Quand’anche lo stop di produzione e utilizzo dei Pfas fosse decretato oggi, i “forever chemicals” resterebbero indistruttibili negli ambienti e nei corpi umani (impiegano migliaia di anni per decomporsi) provocando gravi patologie come una ridotta fertilità, ritardi nello sviluppo infantile e rischi maggiori di tumori e malattie cardiovascolari eccetera. Per affrontare quel tragico futuro, gli scienziati stanno studiando batteri che siano in grado di fagocitare ed eliminare i Pfas. Ma questo ora è neppure immaginabile contro i Pfas insediatisi nel sangue e negli organi umani tramite inalazione e ingestione.

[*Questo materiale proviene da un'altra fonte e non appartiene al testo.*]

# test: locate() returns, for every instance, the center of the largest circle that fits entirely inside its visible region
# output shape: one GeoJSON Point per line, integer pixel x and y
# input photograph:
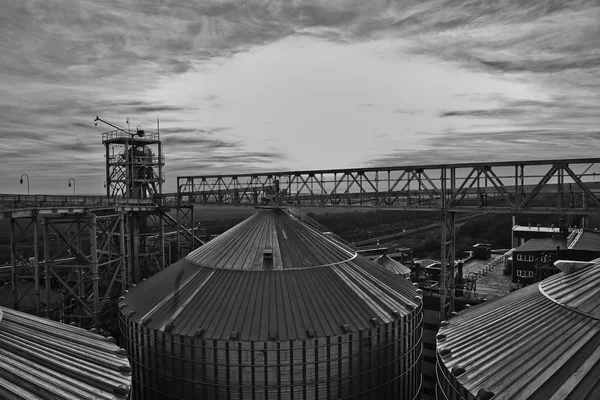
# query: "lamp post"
{"type": "Point", "coordinates": [21, 181]}
{"type": "Point", "coordinates": [71, 179]}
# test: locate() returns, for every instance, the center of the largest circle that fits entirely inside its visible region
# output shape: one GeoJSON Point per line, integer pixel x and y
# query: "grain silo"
{"type": "Point", "coordinates": [273, 309]}
{"type": "Point", "coordinates": [43, 359]}
{"type": "Point", "coordinates": [540, 342]}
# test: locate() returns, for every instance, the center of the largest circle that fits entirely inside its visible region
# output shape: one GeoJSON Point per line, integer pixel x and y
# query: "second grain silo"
{"type": "Point", "coordinates": [273, 309]}
{"type": "Point", "coordinates": [541, 342]}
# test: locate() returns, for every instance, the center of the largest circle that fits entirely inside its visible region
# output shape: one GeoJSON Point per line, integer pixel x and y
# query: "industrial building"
{"type": "Point", "coordinates": [274, 309]}
{"type": "Point", "coordinates": [540, 342]}
{"type": "Point", "coordinates": [533, 260]}
{"type": "Point", "coordinates": [43, 359]}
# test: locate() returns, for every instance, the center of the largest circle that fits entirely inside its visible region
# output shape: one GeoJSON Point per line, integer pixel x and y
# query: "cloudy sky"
{"type": "Point", "coordinates": [244, 86]}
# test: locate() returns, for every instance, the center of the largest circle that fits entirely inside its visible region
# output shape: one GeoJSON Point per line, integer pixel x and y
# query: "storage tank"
{"type": "Point", "coordinates": [540, 342]}
{"type": "Point", "coordinates": [273, 309]}
{"type": "Point", "coordinates": [43, 359]}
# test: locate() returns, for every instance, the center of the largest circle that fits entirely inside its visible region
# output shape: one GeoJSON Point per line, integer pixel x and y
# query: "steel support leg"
{"type": "Point", "coordinates": [448, 246]}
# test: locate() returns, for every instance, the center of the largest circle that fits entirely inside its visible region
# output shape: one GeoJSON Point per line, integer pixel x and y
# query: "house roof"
{"type": "Point", "coordinates": [543, 244]}
{"type": "Point", "coordinates": [586, 240]}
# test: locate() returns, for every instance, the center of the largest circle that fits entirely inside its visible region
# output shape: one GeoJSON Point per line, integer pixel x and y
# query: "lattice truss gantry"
{"type": "Point", "coordinates": [563, 187]}
{"type": "Point", "coordinates": [553, 186]}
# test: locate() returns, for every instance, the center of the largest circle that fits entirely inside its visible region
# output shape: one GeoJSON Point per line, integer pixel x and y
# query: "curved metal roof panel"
{"type": "Point", "coordinates": [392, 265]}
{"type": "Point", "coordinates": [292, 243]}
{"type": "Point", "coordinates": [321, 286]}
{"type": "Point", "coordinates": [43, 359]}
{"type": "Point", "coordinates": [540, 342]}
{"type": "Point", "coordinates": [257, 303]}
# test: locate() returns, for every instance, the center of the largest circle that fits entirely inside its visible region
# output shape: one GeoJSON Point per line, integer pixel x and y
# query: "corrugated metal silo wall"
{"type": "Point", "coordinates": [380, 363]}
{"type": "Point", "coordinates": [448, 386]}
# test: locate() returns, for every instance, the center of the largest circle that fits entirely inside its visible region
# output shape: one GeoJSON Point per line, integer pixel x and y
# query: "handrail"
{"type": "Point", "coordinates": [120, 134]}
{"type": "Point", "coordinates": [9, 202]}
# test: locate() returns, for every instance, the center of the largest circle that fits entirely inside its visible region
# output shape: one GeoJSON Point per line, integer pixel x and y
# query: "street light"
{"type": "Point", "coordinates": [71, 179]}
{"type": "Point", "coordinates": [21, 181]}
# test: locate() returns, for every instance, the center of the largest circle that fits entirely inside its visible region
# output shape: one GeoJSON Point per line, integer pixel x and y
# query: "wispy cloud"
{"type": "Point", "coordinates": [63, 63]}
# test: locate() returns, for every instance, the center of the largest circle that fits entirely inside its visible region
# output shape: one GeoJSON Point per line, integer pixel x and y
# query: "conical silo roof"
{"type": "Point", "coordinates": [540, 342]}
{"type": "Point", "coordinates": [270, 277]}
{"type": "Point", "coordinates": [43, 359]}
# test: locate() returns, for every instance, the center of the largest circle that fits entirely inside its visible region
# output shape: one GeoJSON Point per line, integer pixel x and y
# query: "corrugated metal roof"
{"type": "Point", "coordinates": [545, 244]}
{"type": "Point", "coordinates": [586, 240]}
{"type": "Point", "coordinates": [393, 265]}
{"type": "Point", "coordinates": [240, 296]}
{"type": "Point", "coordinates": [540, 342]}
{"type": "Point", "coordinates": [293, 244]}
{"type": "Point", "coordinates": [43, 359]}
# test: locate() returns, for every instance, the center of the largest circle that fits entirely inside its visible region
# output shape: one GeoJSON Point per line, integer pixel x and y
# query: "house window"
{"type": "Point", "coordinates": [525, 257]}
{"type": "Point", "coordinates": [524, 274]}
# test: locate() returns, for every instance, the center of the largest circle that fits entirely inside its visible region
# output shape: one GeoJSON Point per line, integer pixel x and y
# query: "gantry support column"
{"type": "Point", "coordinates": [95, 276]}
{"type": "Point", "coordinates": [36, 266]}
{"type": "Point", "coordinates": [125, 278]}
{"type": "Point", "coordinates": [448, 244]}
{"type": "Point", "coordinates": [13, 263]}
{"type": "Point", "coordinates": [447, 241]}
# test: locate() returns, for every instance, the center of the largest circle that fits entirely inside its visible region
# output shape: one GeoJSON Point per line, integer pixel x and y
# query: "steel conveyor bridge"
{"type": "Point", "coordinates": [562, 187]}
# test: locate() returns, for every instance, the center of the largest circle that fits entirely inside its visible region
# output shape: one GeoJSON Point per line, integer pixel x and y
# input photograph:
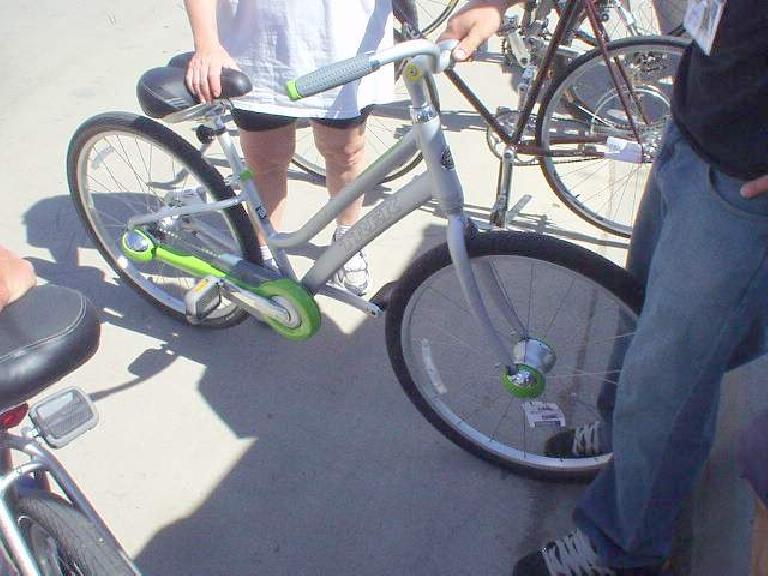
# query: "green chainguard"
{"type": "Point", "coordinates": [292, 90]}
{"type": "Point", "coordinates": [302, 301]}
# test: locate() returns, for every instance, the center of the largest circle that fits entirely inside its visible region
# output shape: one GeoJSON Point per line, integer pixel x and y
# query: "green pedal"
{"type": "Point", "coordinates": [203, 298]}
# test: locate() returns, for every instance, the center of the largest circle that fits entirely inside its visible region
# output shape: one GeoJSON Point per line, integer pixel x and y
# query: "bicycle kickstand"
{"type": "Point", "coordinates": [503, 188]}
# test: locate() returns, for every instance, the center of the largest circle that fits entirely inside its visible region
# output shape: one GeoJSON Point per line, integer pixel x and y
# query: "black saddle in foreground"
{"type": "Point", "coordinates": [44, 335]}
{"type": "Point", "coordinates": [163, 91]}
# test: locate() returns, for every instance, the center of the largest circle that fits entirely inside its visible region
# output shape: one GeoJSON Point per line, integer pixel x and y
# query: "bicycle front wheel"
{"type": "Point", "coordinates": [121, 165]}
{"type": "Point", "coordinates": [593, 160]}
{"type": "Point", "coordinates": [568, 300]}
{"type": "Point", "coordinates": [63, 542]}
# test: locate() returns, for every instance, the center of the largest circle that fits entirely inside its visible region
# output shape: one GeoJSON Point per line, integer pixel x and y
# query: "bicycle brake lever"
{"type": "Point", "coordinates": [446, 54]}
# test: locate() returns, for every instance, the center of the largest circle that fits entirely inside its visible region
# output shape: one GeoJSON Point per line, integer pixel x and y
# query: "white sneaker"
{"type": "Point", "coordinates": [354, 274]}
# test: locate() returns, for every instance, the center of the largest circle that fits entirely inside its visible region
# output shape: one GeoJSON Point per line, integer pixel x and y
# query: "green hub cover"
{"type": "Point", "coordinates": [532, 387]}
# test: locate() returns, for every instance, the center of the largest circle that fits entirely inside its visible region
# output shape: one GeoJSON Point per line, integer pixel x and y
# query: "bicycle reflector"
{"type": "Point", "coordinates": [13, 417]}
{"type": "Point", "coordinates": [62, 417]}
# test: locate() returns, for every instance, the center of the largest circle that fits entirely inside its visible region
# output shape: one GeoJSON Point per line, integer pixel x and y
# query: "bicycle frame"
{"type": "Point", "coordinates": [440, 183]}
{"type": "Point", "coordinates": [40, 465]}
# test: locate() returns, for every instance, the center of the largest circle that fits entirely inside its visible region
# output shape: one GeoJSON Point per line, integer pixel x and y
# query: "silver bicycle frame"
{"type": "Point", "coordinates": [440, 182]}
{"type": "Point", "coordinates": [40, 460]}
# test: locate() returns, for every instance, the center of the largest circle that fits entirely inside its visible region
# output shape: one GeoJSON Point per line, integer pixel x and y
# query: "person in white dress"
{"type": "Point", "coordinates": [277, 41]}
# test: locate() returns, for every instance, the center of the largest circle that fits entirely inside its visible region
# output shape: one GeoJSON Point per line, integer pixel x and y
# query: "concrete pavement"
{"type": "Point", "coordinates": [237, 452]}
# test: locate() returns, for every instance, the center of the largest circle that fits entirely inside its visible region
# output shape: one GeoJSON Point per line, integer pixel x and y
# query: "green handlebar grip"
{"type": "Point", "coordinates": [331, 76]}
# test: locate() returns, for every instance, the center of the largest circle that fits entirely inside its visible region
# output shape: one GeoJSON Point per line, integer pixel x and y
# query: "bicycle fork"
{"type": "Point", "coordinates": [523, 368]}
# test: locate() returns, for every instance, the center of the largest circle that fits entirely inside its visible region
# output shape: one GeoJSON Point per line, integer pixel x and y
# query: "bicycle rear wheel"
{"type": "Point", "coordinates": [63, 542]}
{"type": "Point", "coordinates": [579, 305]}
{"type": "Point", "coordinates": [120, 165]}
{"type": "Point", "coordinates": [582, 109]}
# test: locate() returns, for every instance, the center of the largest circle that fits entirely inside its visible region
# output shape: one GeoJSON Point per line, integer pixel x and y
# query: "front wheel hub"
{"type": "Point", "coordinates": [533, 360]}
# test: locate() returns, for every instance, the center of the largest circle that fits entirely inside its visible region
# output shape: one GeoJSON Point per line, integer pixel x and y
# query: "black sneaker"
{"type": "Point", "coordinates": [573, 555]}
{"type": "Point", "coordinates": [580, 442]}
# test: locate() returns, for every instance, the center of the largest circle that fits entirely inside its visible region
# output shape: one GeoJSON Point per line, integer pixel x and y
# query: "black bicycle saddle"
{"type": "Point", "coordinates": [44, 335]}
{"type": "Point", "coordinates": [162, 91]}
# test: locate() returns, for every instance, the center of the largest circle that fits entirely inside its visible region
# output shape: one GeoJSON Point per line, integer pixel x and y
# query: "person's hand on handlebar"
{"type": "Point", "coordinates": [16, 277]}
{"type": "Point", "coordinates": [474, 24]}
{"type": "Point", "coordinates": [204, 71]}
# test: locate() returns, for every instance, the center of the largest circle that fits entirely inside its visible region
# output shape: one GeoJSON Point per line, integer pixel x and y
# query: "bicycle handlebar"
{"type": "Point", "coordinates": [340, 73]}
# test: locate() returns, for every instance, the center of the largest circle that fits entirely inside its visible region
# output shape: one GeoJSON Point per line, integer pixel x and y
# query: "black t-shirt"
{"type": "Point", "coordinates": [721, 100]}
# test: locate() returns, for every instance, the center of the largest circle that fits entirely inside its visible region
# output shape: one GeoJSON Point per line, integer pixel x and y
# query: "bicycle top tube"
{"type": "Point", "coordinates": [345, 71]}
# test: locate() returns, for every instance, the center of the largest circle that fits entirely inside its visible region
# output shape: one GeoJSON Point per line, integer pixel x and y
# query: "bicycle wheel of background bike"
{"type": "Point", "coordinates": [581, 306]}
{"type": "Point", "coordinates": [650, 17]}
{"type": "Point", "coordinates": [120, 165]}
{"type": "Point", "coordinates": [582, 109]}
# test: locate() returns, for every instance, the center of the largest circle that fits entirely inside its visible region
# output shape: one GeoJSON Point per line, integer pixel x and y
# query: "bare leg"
{"type": "Point", "coordinates": [344, 153]}
{"type": "Point", "coordinates": [268, 154]}
{"type": "Point", "coordinates": [343, 150]}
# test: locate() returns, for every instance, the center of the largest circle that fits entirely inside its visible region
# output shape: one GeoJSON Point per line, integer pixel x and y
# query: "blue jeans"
{"type": "Point", "coordinates": [700, 249]}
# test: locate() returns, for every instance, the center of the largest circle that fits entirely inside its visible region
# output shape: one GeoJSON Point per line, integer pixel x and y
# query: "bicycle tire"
{"type": "Point", "coordinates": [63, 541]}
{"type": "Point", "coordinates": [183, 175]}
{"type": "Point", "coordinates": [593, 109]}
{"type": "Point", "coordinates": [436, 347]}
{"type": "Point", "coordinates": [650, 18]}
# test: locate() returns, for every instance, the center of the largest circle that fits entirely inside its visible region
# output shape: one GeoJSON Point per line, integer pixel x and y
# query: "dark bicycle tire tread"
{"type": "Point", "coordinates": [573, 68]}
{"type": "Point", "coordinates": [74, 534]}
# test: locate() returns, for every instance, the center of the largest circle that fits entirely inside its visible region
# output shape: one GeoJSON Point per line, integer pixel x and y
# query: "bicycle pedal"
{"type": "Point", "coordinates": [63, 416]}
{"type": "Point", "coordinates": [384, 295]}
{"type": "Point", "coordinates": [203, 298]}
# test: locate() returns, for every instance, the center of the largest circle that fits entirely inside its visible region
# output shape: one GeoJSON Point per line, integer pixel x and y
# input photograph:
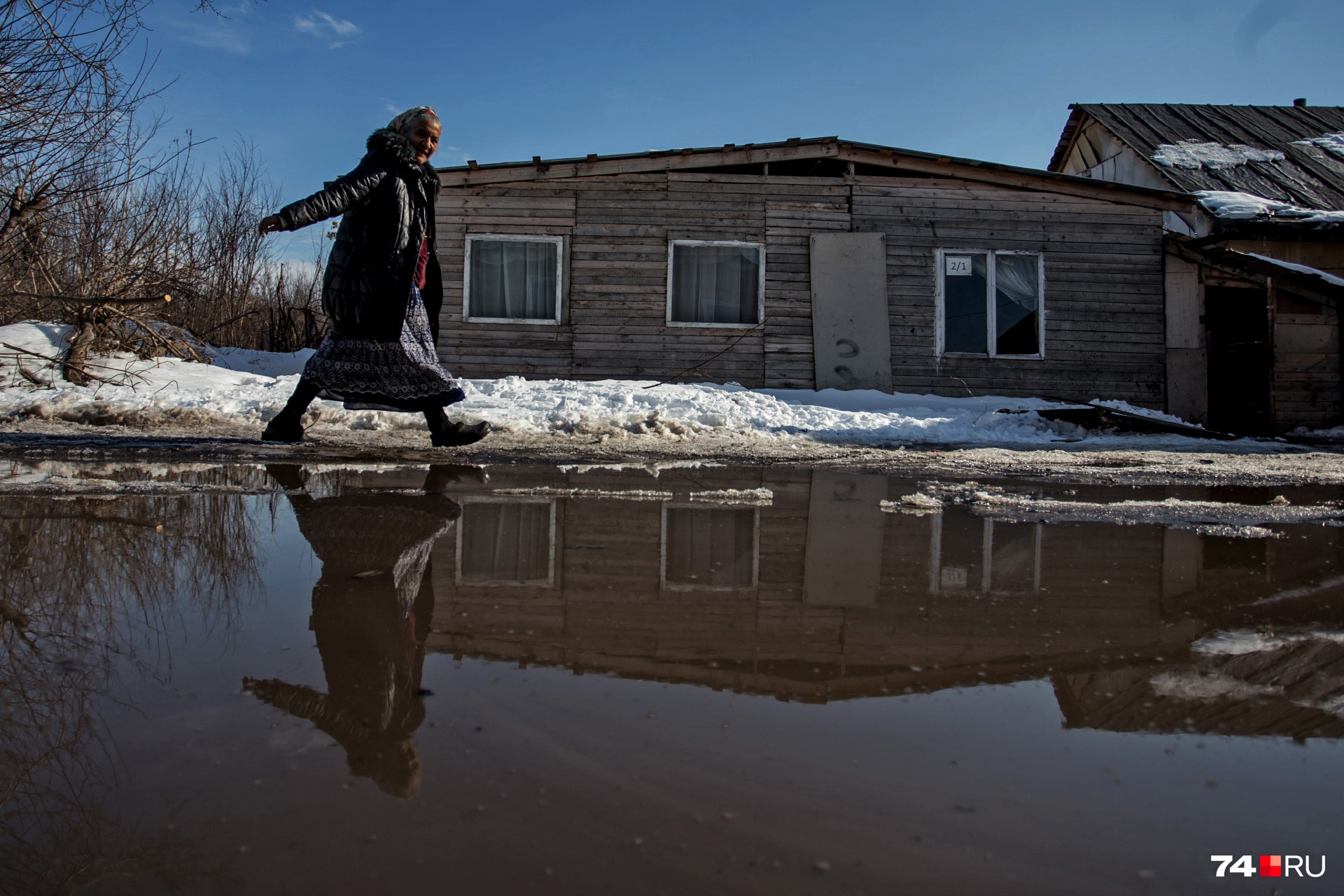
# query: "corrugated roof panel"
{"type": "Point", "coordinates": [1308, 176]}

Un flebile spiraglio proviene da uno studio su animali di Ricercatori dell’Università di Cambridge che sono riusciti a identificare specie batteriche presenti naturalmente nel nostro intestino e in grado di assorbire diverse molecole di Pfas. Per testare questa loro abilità, il team le ha introdotte nell’intestino di alcuni topi per rendere il loro microbioma più simile al nostro. Dalle successive analisi è emerso che 9 ceppi di batteri hanno rapidamente accumulato i Pfas ingeriti dai roditori, che li hanno poi eliminati attraverso le feci. Come una sorta di spugna, infatti, i batteri li hanno assorbiti tra il 25% e il 74%, conservandoli al loro interno, in quello che in gergo tecnico viene definito come bioaccumulo.
Più batteri ingoi, più Pfas elimini? Non è più salutare eliminare i Pfas a monte: in produzione e uso per padelle antiaderenti, cosmetici, indumenti impermeabili e imballaggi alimentari, eccetera?